Le golfe d’Oristano en Sardaigne, Italie, est l’un des sites pilotes couvert par le Plan d’action sur les zones humides côtières. Ce Plan d’action vise essentiellement à protéger six sites Ramsar autour du golfe, mais comprend également l’aire marine protégée de Sinis-Mal di Ventri. Le projet inclut des activités similaires à celles qui sont mises en oeuvre dans d’autres sites pilotes, par le biais de notre Plan d’action pour les espèces et les habitats marins méditerranéens.

Les activités comprennent la collecte de données sur les espèces et écosystèmes marins sensibles (par ex. le Posidonia oceanica, corallien), les meilleures pratiques pour la protection des herbiers marins, la relation avec la communauté des pêcheurs et l’amélioration des législations nationales et régionales concernées. La fondation MedSea cherche à accroître la productivité des herbiers marins en réduisant les impacts humains et en démontrant la valeur des services écosystémiques à toutes les acteursconcernées. Ces herbiers marins sont souvent détruits par les ancrages et la pêche au chalut, entre autres.

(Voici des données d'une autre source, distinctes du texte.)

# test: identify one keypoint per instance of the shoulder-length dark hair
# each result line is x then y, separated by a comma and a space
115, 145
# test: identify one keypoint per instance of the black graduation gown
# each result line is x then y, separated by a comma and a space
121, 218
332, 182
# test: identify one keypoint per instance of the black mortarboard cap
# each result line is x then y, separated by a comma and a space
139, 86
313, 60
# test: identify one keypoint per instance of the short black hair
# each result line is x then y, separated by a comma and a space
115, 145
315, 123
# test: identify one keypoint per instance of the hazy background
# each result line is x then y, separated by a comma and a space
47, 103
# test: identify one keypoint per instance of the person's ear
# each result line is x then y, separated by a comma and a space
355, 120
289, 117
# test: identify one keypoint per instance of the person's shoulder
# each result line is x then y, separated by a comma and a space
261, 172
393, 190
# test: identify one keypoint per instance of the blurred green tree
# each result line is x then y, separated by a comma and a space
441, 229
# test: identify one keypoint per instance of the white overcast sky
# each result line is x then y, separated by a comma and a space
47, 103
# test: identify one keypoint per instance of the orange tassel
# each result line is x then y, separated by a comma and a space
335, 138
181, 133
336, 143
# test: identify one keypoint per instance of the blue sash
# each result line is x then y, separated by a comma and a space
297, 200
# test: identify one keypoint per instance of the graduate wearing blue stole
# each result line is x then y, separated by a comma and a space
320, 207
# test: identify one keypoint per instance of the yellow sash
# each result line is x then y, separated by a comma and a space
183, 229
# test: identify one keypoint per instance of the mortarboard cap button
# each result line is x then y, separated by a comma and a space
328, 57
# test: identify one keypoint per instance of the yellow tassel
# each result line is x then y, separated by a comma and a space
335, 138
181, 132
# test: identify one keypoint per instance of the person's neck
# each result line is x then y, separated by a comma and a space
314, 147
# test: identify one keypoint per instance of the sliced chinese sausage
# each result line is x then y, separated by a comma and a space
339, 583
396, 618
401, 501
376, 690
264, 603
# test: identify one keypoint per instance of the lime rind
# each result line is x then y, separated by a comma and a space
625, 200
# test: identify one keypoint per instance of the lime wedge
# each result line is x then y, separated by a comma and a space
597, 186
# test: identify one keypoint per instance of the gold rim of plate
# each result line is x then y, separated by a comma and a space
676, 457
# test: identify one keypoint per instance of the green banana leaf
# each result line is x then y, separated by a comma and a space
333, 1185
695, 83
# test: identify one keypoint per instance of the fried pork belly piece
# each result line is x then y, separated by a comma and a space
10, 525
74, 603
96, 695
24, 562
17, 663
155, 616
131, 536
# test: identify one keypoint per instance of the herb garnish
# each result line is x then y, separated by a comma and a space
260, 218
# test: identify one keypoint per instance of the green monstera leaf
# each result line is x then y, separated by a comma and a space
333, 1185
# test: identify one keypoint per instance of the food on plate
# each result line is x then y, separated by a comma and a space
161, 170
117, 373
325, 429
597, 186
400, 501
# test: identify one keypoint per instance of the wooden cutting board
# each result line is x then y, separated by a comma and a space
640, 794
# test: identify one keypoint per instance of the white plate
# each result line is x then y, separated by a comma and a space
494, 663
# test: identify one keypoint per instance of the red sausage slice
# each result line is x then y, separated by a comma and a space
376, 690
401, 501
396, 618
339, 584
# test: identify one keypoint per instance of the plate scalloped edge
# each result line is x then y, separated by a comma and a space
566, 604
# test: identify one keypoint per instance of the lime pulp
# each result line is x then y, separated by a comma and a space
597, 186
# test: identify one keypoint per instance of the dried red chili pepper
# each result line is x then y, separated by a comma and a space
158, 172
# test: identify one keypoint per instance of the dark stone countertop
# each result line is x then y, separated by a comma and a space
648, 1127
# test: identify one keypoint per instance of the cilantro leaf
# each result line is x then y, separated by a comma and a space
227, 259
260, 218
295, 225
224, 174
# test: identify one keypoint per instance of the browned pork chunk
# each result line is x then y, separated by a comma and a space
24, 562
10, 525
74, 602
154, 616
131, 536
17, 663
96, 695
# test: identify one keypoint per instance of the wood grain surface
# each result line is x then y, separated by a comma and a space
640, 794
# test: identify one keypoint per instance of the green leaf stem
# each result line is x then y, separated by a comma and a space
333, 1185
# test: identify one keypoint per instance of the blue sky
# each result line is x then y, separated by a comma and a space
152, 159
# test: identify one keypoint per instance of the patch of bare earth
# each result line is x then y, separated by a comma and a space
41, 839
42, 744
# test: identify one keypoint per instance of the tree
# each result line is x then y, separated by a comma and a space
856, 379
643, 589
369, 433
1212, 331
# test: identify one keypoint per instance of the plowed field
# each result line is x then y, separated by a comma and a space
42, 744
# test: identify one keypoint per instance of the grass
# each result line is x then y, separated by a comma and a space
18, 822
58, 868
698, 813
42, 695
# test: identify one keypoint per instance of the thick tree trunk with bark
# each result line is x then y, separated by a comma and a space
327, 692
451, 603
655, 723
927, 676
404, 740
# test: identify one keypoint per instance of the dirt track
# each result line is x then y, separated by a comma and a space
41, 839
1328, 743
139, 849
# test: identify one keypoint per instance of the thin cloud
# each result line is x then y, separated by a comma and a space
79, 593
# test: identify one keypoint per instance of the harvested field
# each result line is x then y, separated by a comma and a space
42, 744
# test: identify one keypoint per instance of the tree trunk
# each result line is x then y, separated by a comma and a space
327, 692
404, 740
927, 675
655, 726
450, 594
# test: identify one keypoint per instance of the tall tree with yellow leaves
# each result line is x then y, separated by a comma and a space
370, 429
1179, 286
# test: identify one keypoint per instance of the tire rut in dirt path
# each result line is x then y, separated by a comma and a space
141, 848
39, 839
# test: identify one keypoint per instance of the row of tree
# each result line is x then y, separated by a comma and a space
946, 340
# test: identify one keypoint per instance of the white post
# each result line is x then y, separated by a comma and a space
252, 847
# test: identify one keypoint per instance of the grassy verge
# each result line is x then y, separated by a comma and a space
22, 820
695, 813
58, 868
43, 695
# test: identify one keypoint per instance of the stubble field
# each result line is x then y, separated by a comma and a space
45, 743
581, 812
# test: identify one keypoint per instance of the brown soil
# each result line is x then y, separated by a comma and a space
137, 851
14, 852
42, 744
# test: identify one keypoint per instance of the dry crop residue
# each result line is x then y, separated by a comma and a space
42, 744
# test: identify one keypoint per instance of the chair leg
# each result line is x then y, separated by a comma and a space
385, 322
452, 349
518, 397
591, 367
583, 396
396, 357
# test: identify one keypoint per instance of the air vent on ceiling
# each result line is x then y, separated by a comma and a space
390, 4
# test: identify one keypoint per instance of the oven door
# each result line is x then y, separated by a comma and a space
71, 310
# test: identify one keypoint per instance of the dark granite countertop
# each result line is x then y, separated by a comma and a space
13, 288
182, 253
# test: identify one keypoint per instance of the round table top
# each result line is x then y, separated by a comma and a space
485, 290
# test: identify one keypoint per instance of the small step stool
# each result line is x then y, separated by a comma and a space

Dans ce site pilote de Sardaigne, l’accent est mis sur la recherche de solutions, comme le déploiement de systèmes d’éco-amarrage (systèmes permanents d’ancrage pour les bateaux de plaisance qui ne détruisent pas les habitats alentours) et des systèmes anti-chalutage (systèmes solides sous-marins qui empêchent les activités de chalutage dans la zone). Ces solutions ont également été appliquées dans les sites pilotes du Plan d’action pour les espèces et les habitats marins méditerranéens, comme les îles Kuriat en Tunisie et le Parc national d’Al Hoceima au Maroc. Ainsi, nos partenaires de Sardaigne ont la possibilité de faire partie d’un groupe de partenaires, comprenant notamment des organisations de pêche comme la Commission générale des pêches pour la Méditerranée, ce qui ne serait pas forcément un lien évident pour des partenaires engagé dans la conservation des zones humides.

En bref…

Plutôt que d’avoir des Plans d’action dont les stratégies sont dissociées, nous encourageons une planification et une mise en œuvre d’activités conjointes, avec des objectifs communs en matière de conservation permettant à tous les acteurs concernés d’en tirer des bénéfices. D’autres avantages sont également à mentionner : l’investissement dans les projets est démultiplié, créant ainsi des avantages multiples de part les activités communes, la coopération entre les différentes organisations concernées est renforcée, permettant à ces dernières d’avoir un espace de collaboration pour le présent et le futur, ce qui, au final, est bénéfique pour leur propre durabilité.